Rencanakan Impor Kakao di Tengah Penurunan Produksi

Jurnalis Berita

By Jurnalis Berita

Indonesia once stood as one of the world’s leading cocoa producers, yet its ranking has steadily declined over time. Currently, the country holds the seventh position globally in cocoa production. The Ministry of Coordinating for Economic Affairs revealed that Indonesia’s cocoa production has dropped to just 200,000 tons annually, a significant decrease from its previous peak of 590,000 tons. Consequently, Indonesia has transitioned into a net importer of cocoa beans to fulfill domestic industrial demands. In 2024 alone, the country imported 157,000 tons of cocoa beans, according to Deputy Coordinator for Food and Agriculture Affairs at the Ministry of Coordinating for Economic Affairs, Widiastuti, during the commemoration of Indonesia Cocoa Day at the Pullman Hotel in Central Jakarta on Thursday (23/10/2025).

This decline in production has also led to a drop in Indonesia’s standing as a top cocoa producer, having previously ranked fourth globally. “This situation is concerning, especially since Indonesia is now the seventh-largest cocoa producer worldwide. We must restore the glory of Indonesian cocoa and prepare to face the challenges in its development,” Widiastuti concluded.

On another note, the government has included cocoa beans as a commodity subject to export duties, as stipulated in Minister of Finance Regulation (PMK) No. 69 of 2025 regarding Public Service Agency (BLU) Tariffs for the Plantation Fund Management Agency (BPDP) under the Ministry of Finance.
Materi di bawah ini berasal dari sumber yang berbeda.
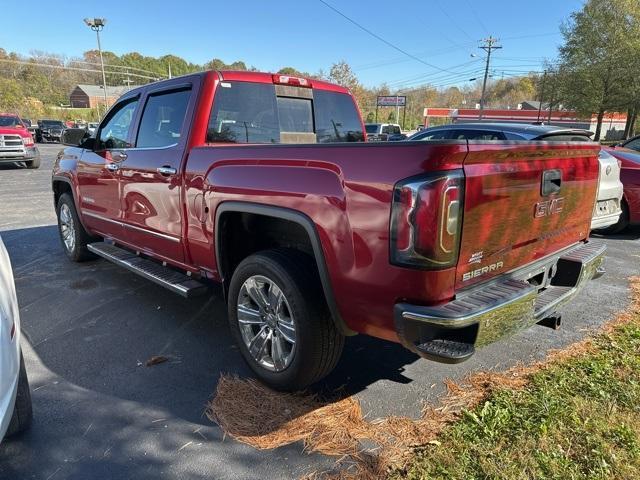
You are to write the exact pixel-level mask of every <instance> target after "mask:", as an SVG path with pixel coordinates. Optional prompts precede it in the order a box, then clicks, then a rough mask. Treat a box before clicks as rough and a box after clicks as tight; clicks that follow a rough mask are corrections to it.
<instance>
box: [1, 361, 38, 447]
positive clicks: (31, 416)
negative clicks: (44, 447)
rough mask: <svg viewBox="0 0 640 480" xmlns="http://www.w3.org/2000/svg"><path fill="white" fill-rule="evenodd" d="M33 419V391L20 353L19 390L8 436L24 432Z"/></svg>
mask: <svg viewBox="0 0 640 480" xmlns="http://www.w3.org/2000/svg"><path fill="white" fill-rule="evenodd" d="M32 419H33V408H32V406H31V391H30V390H29V379H28V378H27V370H26V369H25V367H24V358H22V353H20V373H19V376H18V392H17V394H16V404H15V406H14V408H13V416H12V417H11V422H9V427H8V429H7V436H8V437H9V436H11V435H17V434H18V433H21V432H24V431H25V430H26V429H28V428H29V426H30V425H31V421H32Z"/></svg>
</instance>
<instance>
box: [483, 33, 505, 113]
mask: <svg viewBox="0 0 640 480" xmlns="http://www.w3.org/2000/svg"><path fill="white" fill-rule="evenodd" d="M482 42H483V43H482V45H480V46H479V47H478V48H481V49H482V50H484V51H485V52H487V63H486V64H485V67H484V80H483V81H482V95H481V96H480V115H479V116H478V120H482V114H483V112H484V96H485V93H486V91H487V77H488V76H489V62H490V61H491V52H492V51H493V50H497V49H499V48H502V47H501V46H500V45H498V39H497V38H493V37H492V36H491V35H489V38H485V39H484V40H482Z"/></svg>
This regulation, effective seven days after its announcement on October 15, 2025, aims to boost plantation productivity and add value to downstream products. The rationale behind the rule states that enhancing the productivity of plantation products and adding value to farmers’ output requires the imposition of additional plantation fund levies on cocoa bean exports through the regulation of service tariffs for goods or services provided by BLU BPDP under the Ministry of Finance.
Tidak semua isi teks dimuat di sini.